Am I stuck? I’m so tired of not being able to stay in my own home without getting sick.
I do have the emails in which I asked my landlord to address the issue & the responses where they said that they couldn’t do anything more, if that’s at all helpful. They suggested that I get an air purifier or light a candle; I had a humidifier with a filter, but one that was supposed to last 3 months lasted about 4 days before it was black. It also didn’t help terrifically, nor does the candle (it covers it up, which doesn’t help the migraine). I’m young (23) and have an auto-immune disease, so my health is something I try to protect as much as possible.”
I gave the following answer on AVVO:
As a practical matter, you do not yet have a legal remedy. I say not yet, because the law is trending in this direction. Public housing projects around the country are banning smoking and I think that many private landlords will pick up on the idea.Nevertheless, if you are willing to do so, you could just refuse to pay the rent, forcing the landlord to commence eviction proceedings. Of course, you would have to have someplace lined up to move right away. Finding a smoke-free building may be difficult at the present time. Your landlord, like most, probably uses an older form lease that doesn’t have a smoking ban.Although there may be other legal avenues available, they will take too long and cost too much. By the time a non-landlord-tenant suit would come up for trial, the lease would have expired.”
Yes, you the tenant can always stop paying and be ready to move. But, not surprisingly, that is not the outcome that most tenants in similar situations expect. They want the landlord to evict the other tenant or make him stop smoking. The American Nonsmokers Rights Association is encouraging residential tenants to file lawsuits intended to do just that.

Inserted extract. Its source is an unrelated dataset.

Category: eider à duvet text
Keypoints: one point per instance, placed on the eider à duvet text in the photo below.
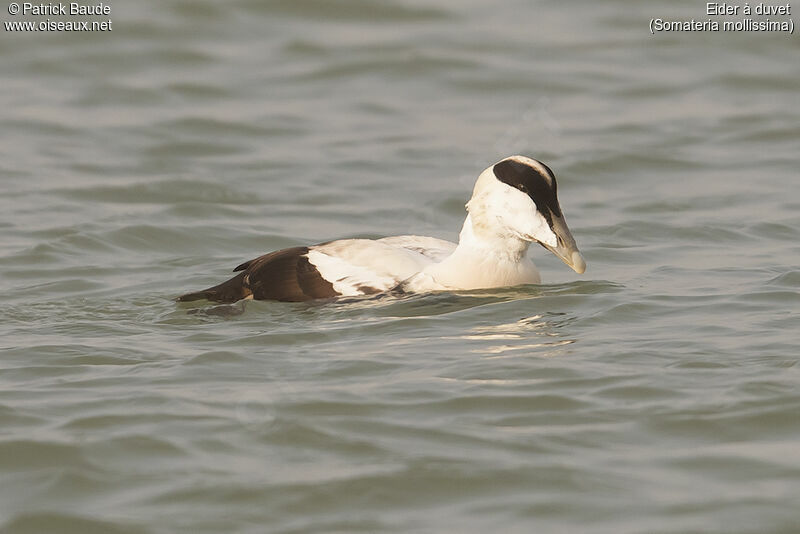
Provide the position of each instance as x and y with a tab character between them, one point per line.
513	204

Pittsburgh and most other major cities passed ordinances decades ago banning smoking in restaurants, offices and other public places. Some states, including Pennsylvania, have followed. There are a growing number of statewide smoking bans outside Pennsylvania and some appear to apply to private apartment buildings. It is only a matter of time until the Pittsburgh City Council passes an ordinance banning smoking in private apartment buildings.